I think Terry Branstad is acutely aware of how important the China export market is — for Big Ag. Soybeans alone are enormous, the third largest global commodities market, if I am not mistaken, after oil and coffee. We are in huge competition with Brazil, which is neck-and-neck with the U.S. in domination of the global soybean market, of which China is the largest customer. In addition ag related manufacturing is big in Iowa and elsewhere in the Midwest; firms like Caterpillar and John Deere (HQ in Iowa [UPDATE: Rather, across the river in Moline, Ill.]) compete with global firms for business all over the world, including China. There is no way the Trump voters in Des Moines, Dubuque, Decatur and Dayton want a trade war with China.
So what’s going on? Forget about the largely bogus accusations of dumping, export subsidies and, especially currency manipulation. The Chinese currency has had a long term trend of increasing value and not export-motivated devaluation, as noted by the IMF and the U.S. Treasury Department. Furthermore, China’s entry into the WTO in 2005 had a positive impact on U.S. exports:
China’s entry into the WTO did not require the United States to lower its duties on Chinese imports, nor did it relax rules against Chinese subsidies. The main impact was to reduce Chinese barriers to exports from the United States.
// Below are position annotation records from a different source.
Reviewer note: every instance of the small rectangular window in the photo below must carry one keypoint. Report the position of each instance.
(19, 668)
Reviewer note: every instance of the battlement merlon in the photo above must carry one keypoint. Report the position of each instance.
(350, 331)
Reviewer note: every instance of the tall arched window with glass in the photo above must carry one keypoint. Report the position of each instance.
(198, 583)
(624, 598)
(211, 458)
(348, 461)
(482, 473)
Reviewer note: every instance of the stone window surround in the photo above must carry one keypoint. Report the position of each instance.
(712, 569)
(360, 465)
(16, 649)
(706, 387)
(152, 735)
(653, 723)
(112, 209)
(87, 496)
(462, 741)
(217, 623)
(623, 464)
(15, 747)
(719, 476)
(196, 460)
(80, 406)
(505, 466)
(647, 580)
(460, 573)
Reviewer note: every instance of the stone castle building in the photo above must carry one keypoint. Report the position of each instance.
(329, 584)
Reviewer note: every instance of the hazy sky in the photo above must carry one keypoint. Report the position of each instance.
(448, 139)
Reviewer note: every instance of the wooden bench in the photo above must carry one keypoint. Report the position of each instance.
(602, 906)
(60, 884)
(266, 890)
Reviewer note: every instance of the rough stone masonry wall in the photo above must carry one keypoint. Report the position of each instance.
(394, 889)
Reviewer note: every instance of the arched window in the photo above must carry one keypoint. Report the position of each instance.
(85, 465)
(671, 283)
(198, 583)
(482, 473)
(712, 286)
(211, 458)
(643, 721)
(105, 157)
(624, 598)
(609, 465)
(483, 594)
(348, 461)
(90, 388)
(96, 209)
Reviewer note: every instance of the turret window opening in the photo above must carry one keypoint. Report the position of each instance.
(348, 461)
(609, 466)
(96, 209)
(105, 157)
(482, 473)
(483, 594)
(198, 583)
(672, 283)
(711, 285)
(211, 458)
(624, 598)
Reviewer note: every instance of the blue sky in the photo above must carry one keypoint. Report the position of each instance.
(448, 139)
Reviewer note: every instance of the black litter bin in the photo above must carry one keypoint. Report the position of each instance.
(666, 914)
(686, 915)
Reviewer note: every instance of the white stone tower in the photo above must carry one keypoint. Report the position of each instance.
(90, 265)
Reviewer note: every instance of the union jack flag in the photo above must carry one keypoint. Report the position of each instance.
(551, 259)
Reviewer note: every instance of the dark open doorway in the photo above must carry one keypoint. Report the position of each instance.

And there China’s entry has had measurable, positive impact.
The Office of the U.S. Trade Representative elaborated:
The annual tariff changes that China made following its WTO accession significantly increased market access for U.S. exporters in a range of industries, as China reduced tariffs on goods of greatest importance to U.S. industry from a base average of 25 percent (in 1997) to approximately 7 percent, while it made similar reductions throughout the agricultural sector. [emphasis added]
No doubt Terry Branstad is well aware of these facts and very sensitive to both the importance of U.S. ag related exports and the vulnerability of the ag sector to trade retaliation. In fact, the biggest issue for U.S. exports is the lingering Chinese tariffs and other exclusions on certain ag products from the U.S., arising from prior trade disputes in other sectors.
If Branstad can assuage the tensions in U.S. – China trade relations, and increase primarily ag exports by reducing existing Chinese trade barriers, it would tend to reduce the U.S. trade deficit, perhaps substantially. This achievement, for what it’s worth, might be possible without resorting to a ruinous trade war, punitive tariffs to protect low-value added manufacturing at the expense of more important sectors, or the rhetoric of demagogic and exaggerated claims and threats. Trump would be able to claim victory and go home, while pretending that his bluster forced concessions from China and gave us “better deals.” Such a political victory based on ag exports reducing the trade deficit, while ignoring the false promise to “bring back our stolen [manufacturing] jobs”, would be quite good enough for government work. Trump would demonstrate again that he is not to be underestimated politically.